Le Rouge et le Gris, Ernst Jünger dans la Grande Guerre
Images fulgurantes de la Grande Guerre
Mise en images d’Orages d’acier, Le Rouge et le gris, projet titanesque du photographe François Lagarde, est une adaptation qui retrouve le souffle et l’humanité du récit guerrier écrit il y a près de cent ans par Ernst Jünger.

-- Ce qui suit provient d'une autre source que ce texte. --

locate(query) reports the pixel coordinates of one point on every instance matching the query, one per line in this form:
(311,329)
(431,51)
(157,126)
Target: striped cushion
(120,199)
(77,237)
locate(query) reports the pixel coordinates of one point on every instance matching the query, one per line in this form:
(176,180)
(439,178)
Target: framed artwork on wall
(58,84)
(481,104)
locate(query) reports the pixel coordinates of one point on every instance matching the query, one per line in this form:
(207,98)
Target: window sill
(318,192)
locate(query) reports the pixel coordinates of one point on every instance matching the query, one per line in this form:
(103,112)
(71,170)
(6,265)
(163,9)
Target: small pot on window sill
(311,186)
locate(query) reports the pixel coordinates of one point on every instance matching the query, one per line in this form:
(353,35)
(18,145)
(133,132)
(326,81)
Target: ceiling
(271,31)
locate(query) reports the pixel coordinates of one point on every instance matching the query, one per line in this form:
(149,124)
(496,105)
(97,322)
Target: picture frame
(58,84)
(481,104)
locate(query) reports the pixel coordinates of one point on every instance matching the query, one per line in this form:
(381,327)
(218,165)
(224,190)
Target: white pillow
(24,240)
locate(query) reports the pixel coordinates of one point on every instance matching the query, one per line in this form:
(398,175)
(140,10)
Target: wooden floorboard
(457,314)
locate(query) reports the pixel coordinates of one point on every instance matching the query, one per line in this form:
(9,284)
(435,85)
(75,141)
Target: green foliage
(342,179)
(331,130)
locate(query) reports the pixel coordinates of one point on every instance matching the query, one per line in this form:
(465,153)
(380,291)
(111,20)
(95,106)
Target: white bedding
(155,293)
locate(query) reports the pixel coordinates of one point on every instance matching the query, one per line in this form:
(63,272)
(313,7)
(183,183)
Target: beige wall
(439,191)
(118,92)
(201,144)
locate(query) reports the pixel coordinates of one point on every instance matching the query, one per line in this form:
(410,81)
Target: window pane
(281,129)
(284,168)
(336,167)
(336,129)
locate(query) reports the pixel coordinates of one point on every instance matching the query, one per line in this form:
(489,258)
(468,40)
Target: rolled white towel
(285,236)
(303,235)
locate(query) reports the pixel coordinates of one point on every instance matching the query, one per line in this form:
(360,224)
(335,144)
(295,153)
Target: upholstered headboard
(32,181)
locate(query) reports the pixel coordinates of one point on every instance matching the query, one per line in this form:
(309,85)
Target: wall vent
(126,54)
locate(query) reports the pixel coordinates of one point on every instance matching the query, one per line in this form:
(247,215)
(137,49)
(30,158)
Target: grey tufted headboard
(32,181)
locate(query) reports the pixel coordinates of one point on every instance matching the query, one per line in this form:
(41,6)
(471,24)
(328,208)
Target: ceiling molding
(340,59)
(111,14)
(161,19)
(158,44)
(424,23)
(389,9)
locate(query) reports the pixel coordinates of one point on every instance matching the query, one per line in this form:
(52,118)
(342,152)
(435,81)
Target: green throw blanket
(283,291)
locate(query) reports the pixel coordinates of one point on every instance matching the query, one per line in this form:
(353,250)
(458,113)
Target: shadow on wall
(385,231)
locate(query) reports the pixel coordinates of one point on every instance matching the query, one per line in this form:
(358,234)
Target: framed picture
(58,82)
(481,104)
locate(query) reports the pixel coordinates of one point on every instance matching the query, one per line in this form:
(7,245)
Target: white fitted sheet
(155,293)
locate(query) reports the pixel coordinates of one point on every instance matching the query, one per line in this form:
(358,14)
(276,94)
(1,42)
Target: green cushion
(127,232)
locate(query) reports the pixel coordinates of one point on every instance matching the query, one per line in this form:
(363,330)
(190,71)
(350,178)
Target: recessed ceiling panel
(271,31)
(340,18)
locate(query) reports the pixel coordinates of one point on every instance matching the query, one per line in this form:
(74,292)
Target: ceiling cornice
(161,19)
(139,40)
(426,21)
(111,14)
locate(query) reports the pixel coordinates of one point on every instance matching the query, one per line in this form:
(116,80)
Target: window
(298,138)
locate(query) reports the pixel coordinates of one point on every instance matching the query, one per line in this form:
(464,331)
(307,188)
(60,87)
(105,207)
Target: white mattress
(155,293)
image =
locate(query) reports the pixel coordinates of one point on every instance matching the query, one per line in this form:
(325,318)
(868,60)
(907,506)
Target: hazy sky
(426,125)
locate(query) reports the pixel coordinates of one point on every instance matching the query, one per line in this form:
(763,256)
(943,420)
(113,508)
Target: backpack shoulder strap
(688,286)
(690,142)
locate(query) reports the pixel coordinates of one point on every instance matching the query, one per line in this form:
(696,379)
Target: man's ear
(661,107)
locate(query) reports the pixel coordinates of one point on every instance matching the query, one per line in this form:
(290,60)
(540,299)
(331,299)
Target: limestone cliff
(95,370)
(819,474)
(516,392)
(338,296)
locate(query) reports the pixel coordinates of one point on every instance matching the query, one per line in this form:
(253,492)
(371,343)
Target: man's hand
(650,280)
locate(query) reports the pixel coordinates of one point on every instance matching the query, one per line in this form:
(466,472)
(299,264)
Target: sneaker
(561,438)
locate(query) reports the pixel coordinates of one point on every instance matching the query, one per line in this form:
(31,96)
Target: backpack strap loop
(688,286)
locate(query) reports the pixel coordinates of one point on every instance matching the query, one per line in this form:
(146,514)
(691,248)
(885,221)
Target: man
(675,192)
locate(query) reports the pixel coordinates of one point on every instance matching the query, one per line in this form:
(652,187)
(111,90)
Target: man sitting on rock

Paru en 1920, Orages d’acier est un des premiers ouvrages consacrés à la Première Guerre mondiale. Écrit par un jeune officier d’une vingtaine d’années, Ernst Jünger, cet ouvrage consacré à ses quatre années passées sur le front est un récit très détaillé des conditions de vie des soldats allemands pendant la Grande Guerre. Le lyrisme discret de son style et la patiente et précise observation de la vie des tranchées donnaient un souffle romanesque à une œuvre pourtant très documentaire.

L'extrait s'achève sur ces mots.